Richard Vincent, PhD
New Jersey Institute of Technology
“Glycosaminoglycan mimetic structural variation impacts stem cell chondrogenesis”
Tissue engineering strategies to treat cartilage damage remain inadequate because of the difficulty in regenerating fully functional cartilage tissue. Glycosaminoglycans (GAGs) are found in the native extracellular matrix (ECM) and have been sought in the tissue engineering field because they can drive cell behavior and contribute to tissue mechanical properties. GAGs have been shown to promote chondrogenesis however, it is unclear what structural features in GAGs are critical for the differentiation and maintenance of the chondrocyte phenotype.
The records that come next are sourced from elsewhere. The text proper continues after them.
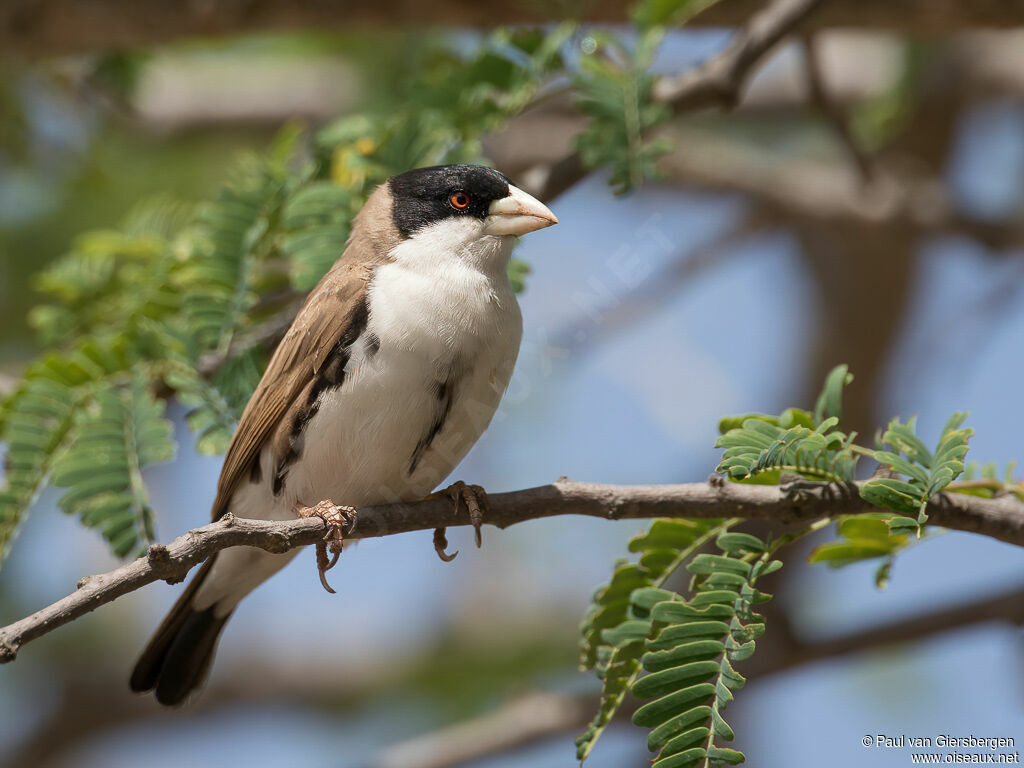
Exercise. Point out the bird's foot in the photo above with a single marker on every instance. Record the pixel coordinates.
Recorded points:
(337, 519)
(475, 499)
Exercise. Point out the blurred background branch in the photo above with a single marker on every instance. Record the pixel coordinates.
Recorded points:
(763, 254)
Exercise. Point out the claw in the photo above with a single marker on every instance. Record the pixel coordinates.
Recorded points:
(475, 499)
(337, 519)
(440, 545)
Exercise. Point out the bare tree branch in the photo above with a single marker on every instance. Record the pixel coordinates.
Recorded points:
(1000, 518)
(60, 27)
(834, 114)
(517, 723)
(718, 82)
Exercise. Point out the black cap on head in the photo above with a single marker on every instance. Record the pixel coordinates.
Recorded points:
(425, 196)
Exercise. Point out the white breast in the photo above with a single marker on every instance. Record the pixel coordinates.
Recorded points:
(434, 312)
(444, 303)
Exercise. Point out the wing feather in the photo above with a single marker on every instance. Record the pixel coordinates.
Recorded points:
(335, 310)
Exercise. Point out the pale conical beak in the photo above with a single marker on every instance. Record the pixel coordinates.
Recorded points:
(517, 214)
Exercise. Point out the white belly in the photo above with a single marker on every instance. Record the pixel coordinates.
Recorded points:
(357, 451)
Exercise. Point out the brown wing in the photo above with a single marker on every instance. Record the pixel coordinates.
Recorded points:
(331, 318)
(313, 351)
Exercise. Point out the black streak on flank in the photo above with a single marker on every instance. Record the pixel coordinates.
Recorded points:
(444, 398)
(373, 344)
(331, 375)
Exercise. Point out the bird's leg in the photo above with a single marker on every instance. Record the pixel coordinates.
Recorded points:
(336, 519)
(475, 499)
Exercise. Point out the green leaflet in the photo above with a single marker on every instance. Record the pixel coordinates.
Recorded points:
(667, 12)
(614, 92)
(40, 421)
(688, 673)
(120, 429)
(925, 473)
(178, 293)
(616, 623)
(232, 235)
(315, 226)
(759, 448)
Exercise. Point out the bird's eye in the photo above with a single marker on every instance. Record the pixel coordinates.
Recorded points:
(459, 201)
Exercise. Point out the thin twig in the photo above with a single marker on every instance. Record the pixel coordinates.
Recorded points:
(1000, 518)
(717, 82)
(833, 113)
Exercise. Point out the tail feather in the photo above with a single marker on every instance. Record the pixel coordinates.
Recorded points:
(178, 656)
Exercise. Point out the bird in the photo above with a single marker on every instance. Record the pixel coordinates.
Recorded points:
(388, 375)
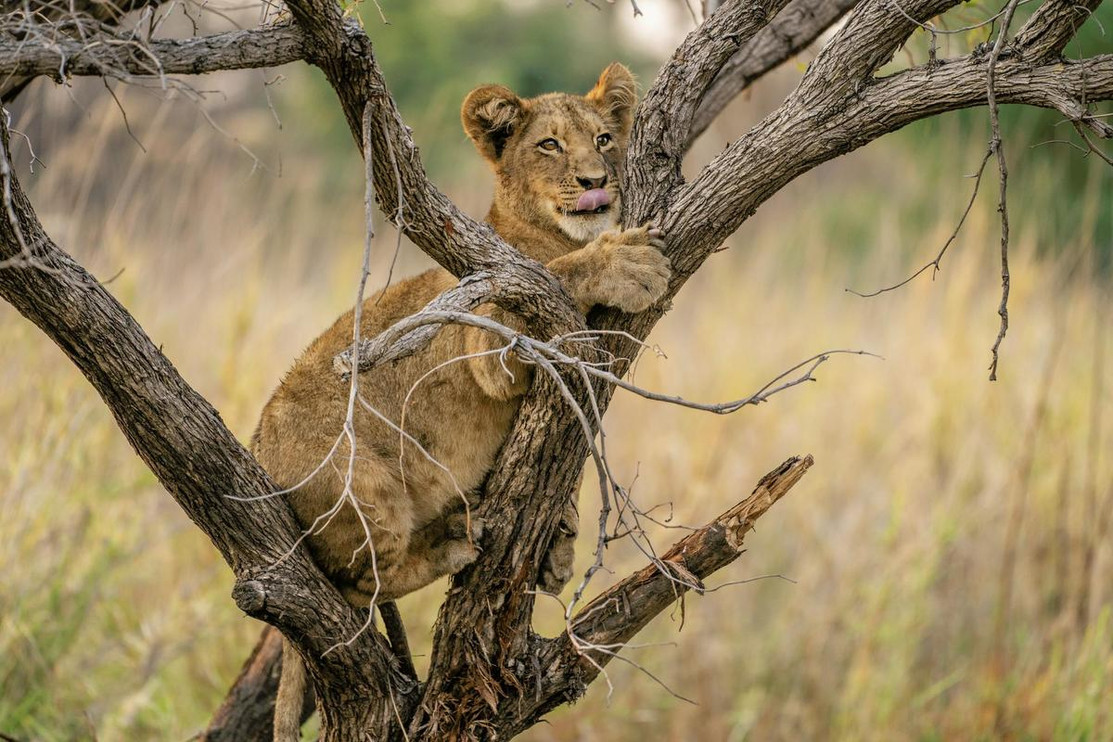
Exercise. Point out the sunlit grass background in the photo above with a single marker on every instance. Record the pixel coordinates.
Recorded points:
(946, 563)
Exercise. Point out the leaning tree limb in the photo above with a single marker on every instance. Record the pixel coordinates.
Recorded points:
(209, 474)
(793, 30)
(479, 671)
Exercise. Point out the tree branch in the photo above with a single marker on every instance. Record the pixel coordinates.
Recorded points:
(185, 443)
(663, 119)
(570, 662)
(789, 32)
(116, 57)
(1051, 27)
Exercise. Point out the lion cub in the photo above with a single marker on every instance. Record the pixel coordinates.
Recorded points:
(557, 161)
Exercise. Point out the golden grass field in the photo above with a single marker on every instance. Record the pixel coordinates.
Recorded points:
(903, 615)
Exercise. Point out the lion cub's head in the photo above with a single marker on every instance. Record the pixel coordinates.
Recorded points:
(557, 157)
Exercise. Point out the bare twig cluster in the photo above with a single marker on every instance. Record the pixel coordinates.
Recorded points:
(489, 673)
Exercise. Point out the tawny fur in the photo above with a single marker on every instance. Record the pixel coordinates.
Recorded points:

We synthesized GAG mimetic variants to more closely represent native GAGs and examined for their influence on stem cell chondrogenesis in both static and dynamic loading conditions. Readily available linear polysaccarides, cellulose, chitin and starch were sulfated having varying degree of sulfation (DOS). Sulfated cellulose (pSC) and starch (SS) have different glycosidic linkage geometry, beta- and alpha-, respectively. Sulfated chitin (ChS) has an N- acetyglucosamine, which is a monomer component of native GAGs. When used in soluble form in mesenchymal stem cell (MSC) pellet or aggregate cultures, pSC and SS enhanced MSC deposition of chondrogenic matrix components. In scaffold form, high DOS pSC and SS containing scaffolds promoted chondrogenesis as demonstrated by a greater ratio of collagen type II to I production as well as chondrogenic gene expression compared to cells on scaffolds containing the native GAG heparin. Both pSC- and SS-containing scaffolds had higher Young’s moduli and higher binding affinity for transforming growth factor beta 3 (TGF-β3) as compared to scaffolds containing ChS or no GAG mimetic variant, suggesting growth factor interaction and mechanical properties of these scaffolds may play role in promoting MSC differentiation. When subjected to dynamic compressive loading, MSCs underdoing chondrogenesis on SS-containing scaffolds promoted a more homogenous cartilage matrix deposition than unloaded control and scaffolds without SS. Collectively, the findings demonstrate higher DOS with either alpha- or beta- glycosidic linkage geometry are structural features of GAGs most favorable for MSC chondrogenesis. GAG-mimetics derived from cellulose and starch may be viable biomaterials for cartilage regeneration applications.